Another area of focus has been the especially difficult problem of political economy that arises from transitioning away from the old, fossil-fuel based regime. When clean energy is cheaper, Clarke pointed out, there is “a sense of let’s just build this” and the older infrastructure will “go away.” But that is not true. Abandoning fossil fuel-fired power plants, for example, will have large impacts on industry, trade, government revenue, and the labor force, for instance. (See “Preparing for the Energy Transition,” November-December 2023, page 11.)

These “stranded assets” are a major problem. Around 200 gigawatts of fossil fuel-based electricity-generating capacity will need to be retired prematurely—and someone will have to pay for that. “If you limit warming to two degrees, the discounted economic impacts of stranded assets, including unburned fossil reserves, could be as high as $1 trillion to $4 trillion from 2015 through 2050,” he said. “And about 40 percent of that is unburned fossil assets.” To address this aspect of the energy transition, the Earth Fund has partnered with the U.S. State Department and the Rockefeller Foundation to create the Energy Transition Accelerator (ETA), which will develop tradable carbon permits to facilitate early retirement of operating capital stock, such as coal plants, in a way that makes economic sense. Expected to be announced at COP 28, the ETA will issue carbon credits for greenhouse gas emissions reductions that can then be purchased by government and private-sector buyers.

Another major impact of the energy transition will be on public revenue. India’s national government, for example, derives 18 percent of its revenue from fossil fuels. “How do you replace that? This is not just a justice or a political economy issue,” Clarke pointed out. “This is a fiscal issue.” In Brazil, China, Indonesia, Russia, and South Africa, fossil fuels provide from about 5 percent (China) to 34 percent (Russia) of government revenues.

And there are other spillover effects. In India, for example, which has one of the world’s largest railway systems, nearly half of the government-run railroad’s revenue comes from the transport of coal. “Now you’ve got a large entity critical to the operation of the country and the government,” that employs a lot of people, he said, that could face serious future financial trouble. Given such risks, “The questions no longer come exclusively from energy and environmental ministries.” Clarke said. “Now it’s central banks, finance ministries, economic ministries, who are asking the questions, because it’s serious now.”

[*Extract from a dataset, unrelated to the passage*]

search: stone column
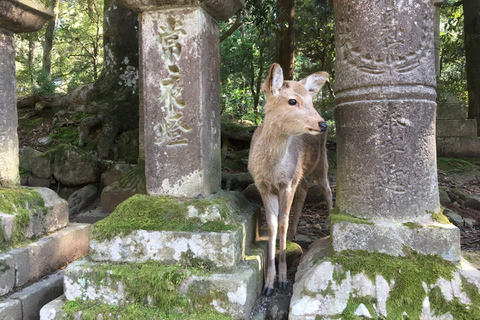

Clarke also spoke briefly about the Earth Fund’s investments in preventing deforestation. In Indonesia, the Amazon, and the Congo Basin, vast tropical forests support climate stability and tremendous biodiversity. But these places are also rife with poverty and joblessness. “What’s the economic model that allows you to maintain the forests going forward?” he asks. “Is it the bioeconomy—that you’re producing acai from the forests?” Or would making the nearby cities wealthier enhance their ability to focus more on the environment? “What is the economic development strategy?” Rather than prescribe solutions, Clarke said the Earth Fund is seeding many smaller ideas to figure out what works. In the Amazon, for example, it is investing in a university and in research in the Amazonian states to support local decision making, “to try and figure out what are the economic solutions.” He anticipates investments in the regional bioeconomy as well: “What’s the big idea that will make a change?”

Having begun by making the point that clean energy surprised almost everyone when it became cheaper than fossil sources, Clarke concluded by suggesting another paradigm shift: that the status quo is increasingly risky. Companies and countries shifting to less expensive green production enjoy a competitive advantage in both the consumer market and in attracting capital, but “Staying invested in a fossil economy potentially has risks.”